XXXVIII: The Majestic Sea-Unicorn

If there were ever a creature whose thoroughly-proven existence is still a little hard to believe, it would be the narwhal. Or maybe the sea pig. But that’s not the point.

Anyhoo, the majestic narwhal, first described in a scientific text in 1758, grows to be from 13 to 18 feet long and between 1,800 and 3,500 pounds. Its scientific name, Monodon monoceros, means “one-horn one-tooth”. Again with the creative naming.

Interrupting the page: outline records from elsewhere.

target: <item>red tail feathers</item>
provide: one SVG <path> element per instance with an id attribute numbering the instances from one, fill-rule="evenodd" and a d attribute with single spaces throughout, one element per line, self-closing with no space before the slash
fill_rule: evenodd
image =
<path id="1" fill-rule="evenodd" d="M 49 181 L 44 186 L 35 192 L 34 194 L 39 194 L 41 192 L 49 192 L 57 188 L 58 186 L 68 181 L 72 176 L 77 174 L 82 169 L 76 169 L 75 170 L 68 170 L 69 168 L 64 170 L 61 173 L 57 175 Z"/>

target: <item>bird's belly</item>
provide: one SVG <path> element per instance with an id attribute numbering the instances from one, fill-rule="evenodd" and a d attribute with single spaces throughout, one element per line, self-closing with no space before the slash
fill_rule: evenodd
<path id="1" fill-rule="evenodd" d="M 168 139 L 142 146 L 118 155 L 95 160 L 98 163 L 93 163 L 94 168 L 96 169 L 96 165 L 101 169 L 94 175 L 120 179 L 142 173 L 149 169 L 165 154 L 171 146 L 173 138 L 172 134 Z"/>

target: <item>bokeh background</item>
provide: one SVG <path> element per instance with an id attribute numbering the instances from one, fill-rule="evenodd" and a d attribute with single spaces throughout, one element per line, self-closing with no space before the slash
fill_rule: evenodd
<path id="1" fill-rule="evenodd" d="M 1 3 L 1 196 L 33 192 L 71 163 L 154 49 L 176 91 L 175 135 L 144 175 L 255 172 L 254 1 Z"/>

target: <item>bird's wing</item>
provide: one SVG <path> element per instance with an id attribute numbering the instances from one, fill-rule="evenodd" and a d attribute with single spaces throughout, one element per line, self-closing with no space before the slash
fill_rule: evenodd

They live the arctic waters around Greenland, Canada, and Russia, feeding mostly on a variety of polar fish, including arctic cod and Greenland halibut as well as a variety of small squid. Their most famous characteristic, the large tusk on their faces, is actually a left canine tooth that protrudes from the upper jaw and through the lip with a left-handed helix spiral. It grows to be 5 to 10 feet long and an average of 22 pounds. The tusks are present in 100% of males and 15% of females, and about 1 in 500 males have two tusks. The tusk is a secondary sexual characteristic (like a peacock’s tail) used to determine social rank, although there is one documented instance of a narwhal using its tusk as a weapon against a beluga whale. The tusk is filled with nerves that allow the narwhal to better sense its environment.

The narwhal is unique among cetaceans in its hunting methods. It doesn’t really hanse much in terms of teeth, so it tends to sneak up on unsuspecting fish and suck them forcefully into their mouths. It’s possible that beaked whales also hunt this way.

Back in the day, when people were all in a tizzy about unicorns and whatnot, you could find narwhal horns being sold as unicorn horns. People thought they had the magical powers to counteract poison, and the horns were often sold by Vikings to inhabitants of more southern areas for the horns’ weight in gold. In 1555, a drawing by Olaus Magnus identified a fish-like creature with a large horn as a “Narwal”, and in the 16th century, Queen Elizabeth I received a bejeweled narwhal horn worth about $2.4-4 million in today’s currency from Sir Humphrey Gilbert, who said it came from a “sea-unicorne”.

In general, the narwhal is a pretty darn cool critter, a central figure everything in curiosity cabinets of old and modern animated songs. It is majestic, it is mysterious, and it is pretty silly-looking.